Clang 15.0.0 (I tried 15.0.1 as well but difference remains)
Gcc 11.2.0

Now, my question is how do I find out why Clang performs so badly ? I tried profiling but it’s not helpful as it seems like slowdown is spread across and not specific to any function.
What suggestions do others have to nail it down ?
Let me know if any more information is needed in order to comment better.

Clang compiled binary run:
total time (s): user 1183 sys 26 real 1209 ; memory (MB): curr 6869 prog-peak 6869

gcc compiled binary run:
total time (s): user 409 sys 7 real 423 ; memory (MB): curr 6873 prog-peak 6873

It looks like that’s a huge regression, so there should be functions that get significantly slower which should show up during profiling. Then you’d have to drill down and check the differences in the generated code for those functions and go from there.

Another thing to look out for is differences in inlining between GCC/Clang. If there are, you could try to use always_inline / noinline attributes to eliminate those differences.

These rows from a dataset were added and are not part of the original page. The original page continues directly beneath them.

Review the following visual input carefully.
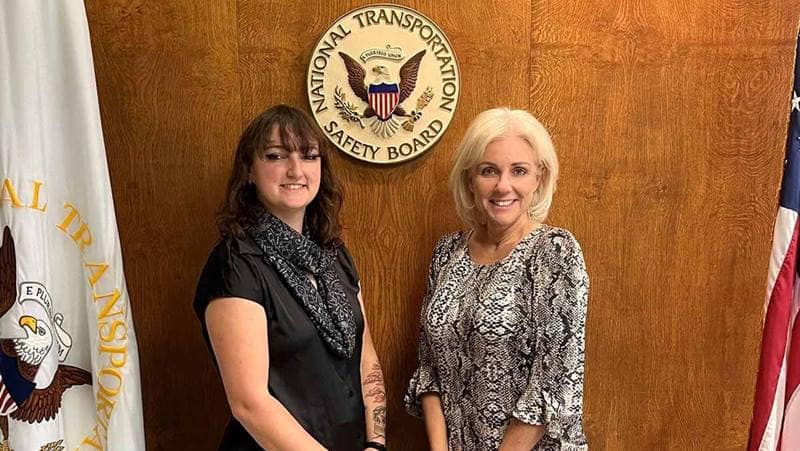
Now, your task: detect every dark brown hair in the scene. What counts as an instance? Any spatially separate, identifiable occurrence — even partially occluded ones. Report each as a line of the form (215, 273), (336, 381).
(216, 105), (343, 246)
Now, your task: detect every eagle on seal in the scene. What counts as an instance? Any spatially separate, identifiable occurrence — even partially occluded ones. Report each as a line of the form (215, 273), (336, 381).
(0, 227), (91, 446)
(338, 49), (426, 121)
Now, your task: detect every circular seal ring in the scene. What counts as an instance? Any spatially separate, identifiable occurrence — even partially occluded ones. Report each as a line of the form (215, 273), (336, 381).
(307, 4), (460, 164)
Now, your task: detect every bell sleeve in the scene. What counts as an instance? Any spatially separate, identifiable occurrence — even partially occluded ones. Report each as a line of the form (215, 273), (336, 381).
(512, 230), (589, 448)
(403, 236), (449, 418)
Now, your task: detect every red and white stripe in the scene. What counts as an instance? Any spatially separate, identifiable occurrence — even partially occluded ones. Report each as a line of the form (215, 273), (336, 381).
(0, 377), (18, 416)
(369, 92), (399, 120)
(749, 206), (800, 450)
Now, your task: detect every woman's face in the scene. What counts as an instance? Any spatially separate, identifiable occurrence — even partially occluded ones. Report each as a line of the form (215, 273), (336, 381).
(249, 126), (322, 223)
(470, 135), (542, 231)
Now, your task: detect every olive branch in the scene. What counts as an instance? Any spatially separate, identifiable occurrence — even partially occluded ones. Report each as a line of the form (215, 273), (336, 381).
(334, 86), (365, 128)
(39, 440), (65, 451)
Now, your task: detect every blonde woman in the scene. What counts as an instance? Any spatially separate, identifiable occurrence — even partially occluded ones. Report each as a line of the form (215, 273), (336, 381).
(405, 108), (588, 450)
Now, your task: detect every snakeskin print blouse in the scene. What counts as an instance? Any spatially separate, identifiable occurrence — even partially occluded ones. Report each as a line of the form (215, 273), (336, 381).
(404, 225), (589, 451)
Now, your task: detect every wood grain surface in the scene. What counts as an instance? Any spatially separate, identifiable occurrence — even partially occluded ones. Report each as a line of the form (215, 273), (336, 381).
(84, 0), (797, 449)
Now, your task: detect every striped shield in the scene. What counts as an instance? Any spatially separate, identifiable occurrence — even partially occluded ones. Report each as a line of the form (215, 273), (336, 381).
(0, 352), (35, 416)
(368, 83), (400, 120)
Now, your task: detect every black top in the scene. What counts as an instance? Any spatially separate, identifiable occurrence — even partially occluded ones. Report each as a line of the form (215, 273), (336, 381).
(194, 234), (366, 451)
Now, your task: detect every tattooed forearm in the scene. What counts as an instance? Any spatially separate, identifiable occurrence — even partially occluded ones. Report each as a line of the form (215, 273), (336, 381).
(372, 406), (386, 439)
(365, 386), (386, 403)
(364, 363), (386, 403)
(363, 362), (387, 440)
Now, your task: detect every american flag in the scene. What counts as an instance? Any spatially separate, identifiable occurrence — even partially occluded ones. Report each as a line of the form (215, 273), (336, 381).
(748, 33), (800, 451)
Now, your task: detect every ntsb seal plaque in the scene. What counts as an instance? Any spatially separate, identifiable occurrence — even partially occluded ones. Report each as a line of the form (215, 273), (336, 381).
(307, 4), (460, 164)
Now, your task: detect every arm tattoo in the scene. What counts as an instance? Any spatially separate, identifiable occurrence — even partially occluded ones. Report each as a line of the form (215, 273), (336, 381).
(364, 363), (386, 403)
(372, 406), (386, 439)
(364, 363), (387, 439)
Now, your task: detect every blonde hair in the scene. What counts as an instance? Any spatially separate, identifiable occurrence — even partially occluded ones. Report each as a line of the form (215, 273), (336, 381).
(448, 107), (559, 226)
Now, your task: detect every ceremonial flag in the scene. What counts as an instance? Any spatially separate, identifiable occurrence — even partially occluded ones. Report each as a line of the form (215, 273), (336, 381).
(0, 1), (146, 449)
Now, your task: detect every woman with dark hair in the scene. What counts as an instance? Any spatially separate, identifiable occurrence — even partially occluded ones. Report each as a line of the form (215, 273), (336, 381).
(194, 105), (387, 451)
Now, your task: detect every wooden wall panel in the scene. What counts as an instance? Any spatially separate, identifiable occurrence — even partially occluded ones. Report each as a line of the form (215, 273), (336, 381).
(83, 0), (798, 449)
(85, 1), (241, 449)
(530, 1), (796, 449)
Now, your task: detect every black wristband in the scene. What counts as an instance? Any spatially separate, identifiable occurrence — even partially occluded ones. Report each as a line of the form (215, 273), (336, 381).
(364, 441), (387, 451)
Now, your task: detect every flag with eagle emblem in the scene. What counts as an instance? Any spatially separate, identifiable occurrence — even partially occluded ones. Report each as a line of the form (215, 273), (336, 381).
(0, 1), (145, 450)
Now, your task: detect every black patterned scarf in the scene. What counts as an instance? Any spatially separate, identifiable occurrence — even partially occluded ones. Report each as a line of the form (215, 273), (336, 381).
(245, 208), (356, 358)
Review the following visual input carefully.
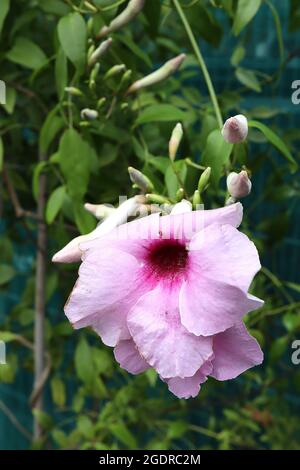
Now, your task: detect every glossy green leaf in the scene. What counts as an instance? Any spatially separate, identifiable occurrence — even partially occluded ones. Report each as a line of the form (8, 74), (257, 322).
(235, 68), (261, 92)
(0, 264), (16, 285)
(248, 120), (298, 171)
(58, 12), (87, 71)
(136, 104), (189, 125)
(0, 0), (10, 35)
(202, 129), (233, 186)
(46, 185), (66, 224)
(233, 0), (261, 35)
(6, 37), (47, 70)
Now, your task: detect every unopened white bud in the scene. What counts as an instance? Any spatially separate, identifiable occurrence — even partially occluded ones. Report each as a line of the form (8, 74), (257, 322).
(80, 108), (99, 120)
(170, 199), (192, 215)
(222, 114), (248, 143)
(84, 203), (116, 220)
(88, 38), (113, 66)
(169, 123), (183, 161)
(227, 170), (252, 199)
(126, 54), (186, 95)
(97, 0), (145, 39)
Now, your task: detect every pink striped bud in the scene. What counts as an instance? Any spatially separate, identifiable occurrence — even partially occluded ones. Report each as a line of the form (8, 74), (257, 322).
(227, 170), (252, 199)
(222, 114), (248, 143)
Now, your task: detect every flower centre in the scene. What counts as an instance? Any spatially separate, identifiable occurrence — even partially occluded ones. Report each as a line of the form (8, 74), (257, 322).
(147, 240), (188, 279)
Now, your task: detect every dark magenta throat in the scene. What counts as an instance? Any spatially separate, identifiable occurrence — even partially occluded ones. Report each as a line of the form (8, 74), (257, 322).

If the benchmark is public, it might be good to share details on how to reproduce the difference, in case other people want to take a look as well.

Finally, do you know if older Clang versions also generate slow code or is this a recent Clang regression?

Cheers

Thanks for your reply.

Indeed, it’s a big proprietary regression and can’t be shared. I did profiling for both binaries and as I mentioned before there is no smoking gun. In terms of percentage, all functions appear to follow same pattern for both gcc compiled binary and Clang compiled binary.

Before, gcc was 8.3 and Clang was 13.0.1 and platform was CentOS 6 and Clang compiled binary used to always outperform gcc compiled binary. Now, gcc is 11.2 and Clang is 15.0.1 and platform is CentOS 7. In fact, 13.0.1 on CentOS 7 also had similar slow down. So, I can’t tell for sure if gcc did some optimization or Clang is missing on some optimization or something else ?